Manoah, I use a combination of Microsoft picture it photo 2002 as my primary software. It came loaded in my computer. And as a secondary program I use Picasa 3 which is a free download from google.


----------



## Manoah Marton (Feb 17, 2009)

okay, i will look into both of those.

thanks,
manoah marton


----------



## redburner (Feb 3, 2010)

some photoshop...

before









after


----------



## Dj823cichild (Mar 30, 2009)

:thumb: Sweet Pics Guys!!!!


----------



## FedEXguy (Feb 24, 2005)

Just so happened to have these on my work computer.

Before









After


----------



## jrf (Nov 10, 2009)

I've only had my camera for a few weeks.

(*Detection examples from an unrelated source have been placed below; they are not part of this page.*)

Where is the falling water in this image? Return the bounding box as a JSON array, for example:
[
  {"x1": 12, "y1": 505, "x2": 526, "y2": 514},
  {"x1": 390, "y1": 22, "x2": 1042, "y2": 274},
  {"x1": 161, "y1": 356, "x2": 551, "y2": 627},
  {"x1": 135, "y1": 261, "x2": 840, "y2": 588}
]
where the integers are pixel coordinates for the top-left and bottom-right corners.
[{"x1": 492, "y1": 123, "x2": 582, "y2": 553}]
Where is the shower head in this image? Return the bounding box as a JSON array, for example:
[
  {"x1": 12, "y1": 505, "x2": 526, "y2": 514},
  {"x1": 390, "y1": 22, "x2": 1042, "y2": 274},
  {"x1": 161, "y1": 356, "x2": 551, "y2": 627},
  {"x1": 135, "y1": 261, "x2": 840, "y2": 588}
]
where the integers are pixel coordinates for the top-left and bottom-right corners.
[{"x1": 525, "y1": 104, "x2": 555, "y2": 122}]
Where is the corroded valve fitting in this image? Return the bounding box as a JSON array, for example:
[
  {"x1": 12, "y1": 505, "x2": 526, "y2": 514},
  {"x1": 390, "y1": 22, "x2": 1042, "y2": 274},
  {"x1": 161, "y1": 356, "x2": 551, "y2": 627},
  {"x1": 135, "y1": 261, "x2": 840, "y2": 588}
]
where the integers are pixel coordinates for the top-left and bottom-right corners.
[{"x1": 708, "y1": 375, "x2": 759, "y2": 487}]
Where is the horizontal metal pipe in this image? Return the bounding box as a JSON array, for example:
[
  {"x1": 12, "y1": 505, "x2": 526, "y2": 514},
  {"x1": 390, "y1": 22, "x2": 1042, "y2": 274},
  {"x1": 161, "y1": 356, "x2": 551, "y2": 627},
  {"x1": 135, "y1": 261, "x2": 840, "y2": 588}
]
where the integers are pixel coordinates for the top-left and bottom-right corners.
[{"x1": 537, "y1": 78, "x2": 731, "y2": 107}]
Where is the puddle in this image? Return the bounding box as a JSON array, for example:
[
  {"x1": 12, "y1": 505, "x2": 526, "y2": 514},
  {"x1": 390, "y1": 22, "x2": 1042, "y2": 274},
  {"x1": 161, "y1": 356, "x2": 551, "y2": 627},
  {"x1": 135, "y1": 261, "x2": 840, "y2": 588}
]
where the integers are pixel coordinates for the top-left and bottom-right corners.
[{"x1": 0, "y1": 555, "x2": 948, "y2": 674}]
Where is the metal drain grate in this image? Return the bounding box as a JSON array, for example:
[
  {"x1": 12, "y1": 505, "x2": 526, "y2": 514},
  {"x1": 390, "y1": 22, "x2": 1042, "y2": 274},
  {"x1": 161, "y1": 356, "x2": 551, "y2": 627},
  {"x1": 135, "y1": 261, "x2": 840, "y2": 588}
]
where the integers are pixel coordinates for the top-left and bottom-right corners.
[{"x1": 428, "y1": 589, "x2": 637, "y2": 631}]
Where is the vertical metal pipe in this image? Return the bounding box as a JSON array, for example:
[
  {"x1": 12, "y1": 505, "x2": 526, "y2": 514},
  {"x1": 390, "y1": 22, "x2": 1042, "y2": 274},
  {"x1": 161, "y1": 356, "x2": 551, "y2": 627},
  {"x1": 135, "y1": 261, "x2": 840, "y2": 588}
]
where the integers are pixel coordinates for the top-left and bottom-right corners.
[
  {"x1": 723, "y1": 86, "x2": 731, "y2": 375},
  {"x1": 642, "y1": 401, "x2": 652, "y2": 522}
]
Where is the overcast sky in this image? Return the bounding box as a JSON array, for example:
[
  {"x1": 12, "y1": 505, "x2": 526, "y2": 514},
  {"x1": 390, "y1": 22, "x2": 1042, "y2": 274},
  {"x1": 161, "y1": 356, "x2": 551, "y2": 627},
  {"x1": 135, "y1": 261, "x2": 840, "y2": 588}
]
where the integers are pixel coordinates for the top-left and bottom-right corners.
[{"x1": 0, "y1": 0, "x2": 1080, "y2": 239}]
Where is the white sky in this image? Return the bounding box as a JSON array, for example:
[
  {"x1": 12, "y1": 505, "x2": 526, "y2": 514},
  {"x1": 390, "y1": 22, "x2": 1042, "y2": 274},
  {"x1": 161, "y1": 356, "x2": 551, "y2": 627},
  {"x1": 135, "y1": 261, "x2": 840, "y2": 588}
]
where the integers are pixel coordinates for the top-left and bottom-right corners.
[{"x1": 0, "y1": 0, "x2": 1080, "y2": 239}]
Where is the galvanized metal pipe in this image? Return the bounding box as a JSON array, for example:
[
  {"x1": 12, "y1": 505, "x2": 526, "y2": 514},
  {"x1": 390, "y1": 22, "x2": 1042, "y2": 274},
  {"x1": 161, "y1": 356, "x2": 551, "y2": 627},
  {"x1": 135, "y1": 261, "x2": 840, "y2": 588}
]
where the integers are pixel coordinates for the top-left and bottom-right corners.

So, I don't have very many photos to work with yet. However, I've been playing around with the demos for CS5 and Lightroom 3. Here's the best I've come up with so far:

*BEFORE*









*AFTER*


----------



## CoolCichlid (Feb 12, 2010)

Very nice before and after images, I wish I could learn it too :thumb:


----------



## Bachachi (Sep 8, 2004)

Hey some great pic's guys :thumb: anyone can learn these software programs it just takes a little time and patience. Just spend some time experimenting. If you don't have a program download a freebie, or use a program that may have come with your camera there great fun. I personally would not go out and buy photoshop or lightroom as these are much to expensive for the amateur needs.

Hey lets see some more of your before and after works!


----------